Sceptics are welcome
Posted by Nick.Barnes | Filed under policies
Our project goals are well-defined:
1. To produce clear climate science software;
2. To encourage the production of clear climate science software;
3. To increase public confidence in climate science results;
The following are not project goals, and will not form part of the project:
1. To pick fights and flame wars with sceptics and/or denialists;
2. To judge or arbitrate in climate science;
I am not a scientist and I didn’t set up the project to make judgements about climate science. By doing ClearClimateCode I hope to help actual climate scientists to do actual climate science, and to help others to trust the results.
My personal beliefs on some aspects of climate science are pretty well-documented (if you make the reasonable and correct guess that I am the Nick Barnes who sometimes hangs out on blog comment threads): I am certain that anthropogenic global warming is real and a serious global crisis. And those beliefs form a strong motivation for me to start and take part in this project. But this project is not intended to be a platform for promoting those beliefs. The blogosphere is full of places to vent views about these subjects; this is not one.

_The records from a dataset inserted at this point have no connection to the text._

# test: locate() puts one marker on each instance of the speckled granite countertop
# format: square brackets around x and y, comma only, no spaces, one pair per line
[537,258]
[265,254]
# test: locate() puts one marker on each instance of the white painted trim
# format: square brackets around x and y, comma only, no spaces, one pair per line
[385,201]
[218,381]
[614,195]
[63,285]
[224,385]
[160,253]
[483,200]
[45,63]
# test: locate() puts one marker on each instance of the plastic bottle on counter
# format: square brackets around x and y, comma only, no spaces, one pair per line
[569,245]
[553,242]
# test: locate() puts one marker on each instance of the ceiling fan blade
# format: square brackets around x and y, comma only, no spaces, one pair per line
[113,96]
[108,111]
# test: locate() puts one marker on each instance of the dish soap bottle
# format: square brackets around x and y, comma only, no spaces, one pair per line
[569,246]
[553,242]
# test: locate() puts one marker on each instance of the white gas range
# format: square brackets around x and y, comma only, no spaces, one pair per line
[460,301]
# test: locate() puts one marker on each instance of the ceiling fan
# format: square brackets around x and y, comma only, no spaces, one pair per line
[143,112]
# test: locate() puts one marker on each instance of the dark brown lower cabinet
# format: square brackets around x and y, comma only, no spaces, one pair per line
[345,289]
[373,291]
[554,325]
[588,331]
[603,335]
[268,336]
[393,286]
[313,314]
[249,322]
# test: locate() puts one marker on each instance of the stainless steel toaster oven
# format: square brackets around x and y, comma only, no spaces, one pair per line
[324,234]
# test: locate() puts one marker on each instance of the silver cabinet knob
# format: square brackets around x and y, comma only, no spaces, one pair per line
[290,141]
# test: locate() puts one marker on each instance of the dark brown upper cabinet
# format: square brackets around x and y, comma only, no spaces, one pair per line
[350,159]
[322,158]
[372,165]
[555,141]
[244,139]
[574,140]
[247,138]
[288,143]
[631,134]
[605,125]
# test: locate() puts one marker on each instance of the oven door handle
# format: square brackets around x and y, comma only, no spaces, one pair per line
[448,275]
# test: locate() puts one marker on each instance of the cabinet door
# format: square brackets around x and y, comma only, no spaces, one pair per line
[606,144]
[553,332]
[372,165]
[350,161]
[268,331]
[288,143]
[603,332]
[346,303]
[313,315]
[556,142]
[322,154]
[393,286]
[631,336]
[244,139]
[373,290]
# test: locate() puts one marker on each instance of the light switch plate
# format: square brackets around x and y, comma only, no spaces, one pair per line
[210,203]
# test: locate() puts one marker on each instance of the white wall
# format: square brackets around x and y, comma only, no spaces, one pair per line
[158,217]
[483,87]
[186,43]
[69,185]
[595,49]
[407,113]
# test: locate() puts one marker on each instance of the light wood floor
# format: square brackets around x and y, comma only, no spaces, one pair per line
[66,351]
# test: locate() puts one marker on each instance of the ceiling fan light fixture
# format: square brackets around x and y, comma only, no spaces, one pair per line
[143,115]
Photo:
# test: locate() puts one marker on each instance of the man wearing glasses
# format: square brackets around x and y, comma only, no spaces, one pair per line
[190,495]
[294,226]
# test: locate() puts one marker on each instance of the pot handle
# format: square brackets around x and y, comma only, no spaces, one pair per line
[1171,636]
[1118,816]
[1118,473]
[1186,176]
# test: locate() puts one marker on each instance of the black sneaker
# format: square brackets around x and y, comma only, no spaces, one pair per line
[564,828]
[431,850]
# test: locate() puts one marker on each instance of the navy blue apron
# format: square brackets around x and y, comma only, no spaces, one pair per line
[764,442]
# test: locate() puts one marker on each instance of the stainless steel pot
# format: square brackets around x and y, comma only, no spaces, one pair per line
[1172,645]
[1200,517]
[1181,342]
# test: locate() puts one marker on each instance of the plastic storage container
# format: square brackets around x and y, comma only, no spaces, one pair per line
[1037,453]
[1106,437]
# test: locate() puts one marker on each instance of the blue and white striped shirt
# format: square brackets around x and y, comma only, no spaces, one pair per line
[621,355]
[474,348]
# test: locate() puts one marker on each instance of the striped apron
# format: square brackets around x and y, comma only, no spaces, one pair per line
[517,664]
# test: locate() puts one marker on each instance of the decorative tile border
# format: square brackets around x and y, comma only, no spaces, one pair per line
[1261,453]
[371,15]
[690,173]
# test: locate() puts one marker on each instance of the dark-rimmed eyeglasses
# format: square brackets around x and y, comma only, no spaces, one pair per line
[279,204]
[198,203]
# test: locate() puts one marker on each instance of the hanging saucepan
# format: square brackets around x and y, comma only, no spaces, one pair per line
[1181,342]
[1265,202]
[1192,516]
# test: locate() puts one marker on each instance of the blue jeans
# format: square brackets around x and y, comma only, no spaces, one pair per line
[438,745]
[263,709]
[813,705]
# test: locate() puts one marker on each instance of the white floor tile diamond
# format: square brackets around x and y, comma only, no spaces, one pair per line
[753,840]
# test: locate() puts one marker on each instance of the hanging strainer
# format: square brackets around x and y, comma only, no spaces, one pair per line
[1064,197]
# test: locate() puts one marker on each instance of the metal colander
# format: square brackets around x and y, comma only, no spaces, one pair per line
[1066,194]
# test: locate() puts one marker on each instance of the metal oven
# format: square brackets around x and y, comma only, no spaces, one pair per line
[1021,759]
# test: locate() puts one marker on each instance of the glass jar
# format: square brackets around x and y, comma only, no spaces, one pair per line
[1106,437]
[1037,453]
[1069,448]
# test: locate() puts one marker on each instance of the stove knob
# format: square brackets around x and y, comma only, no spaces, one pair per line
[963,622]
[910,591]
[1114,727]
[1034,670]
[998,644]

In particular, the project welcomes sceptics to take part: write code, read code, criticise code.
If you truly doubt the climate science consensus and are (therefore rightly) alarmed at moves for critical public policy to be based on that consensus, then I expect you are keen to discover and publicise the truth about the global temperature record. Working on the project will allow you to do that. Please, join the mailing list, download the code, work with us.
(this important post is partly cut-and-paste from a message I sent last year to the project mailing list)
We find bug in GISTEMP; GISS fixes it
Posted by Nick.Barnes | Filed under Uncategorized
Reto Ruedy of GISS has changed GISTEMP to fix a collection of minor bugs in STEP5′s SBBXotoBX.f, which David Jones and I found while re-implementing STEP5 in Python. The fix did not have any effects on the final numeric outputs of GISTEMP.
This particular program combined land and ocean temperature data. Each sub-box (an area of about 64,000 km^2) is given an “ocean weight”, depending on the amount of ocean data and the distance of the nearest surface station. Then the land and ocean series for each sub-box are given weights depending on the ocean weight and on the number of valid monthly temperatures. Then the 200 series for each box (the land and ocean series for each of 100 sub-boxes) are combined in order of decreasing weight to form a single series for the box.
The error was in the way the land and ocean series were combined after sorting into order: sometimes the index of an entry in the sorted set was used to index into the unsorted set.
As it happens, with the parameters used for this program, in particular the Rintrp parameter set to zero, this error has no effect because the ocean weight is always either 1 or 0, so after sorting the second half of the set of data series always has zero weight.
In email to David and myself, Reto Ruedy expressed thanks to us and to the CCC-GISTEMP project.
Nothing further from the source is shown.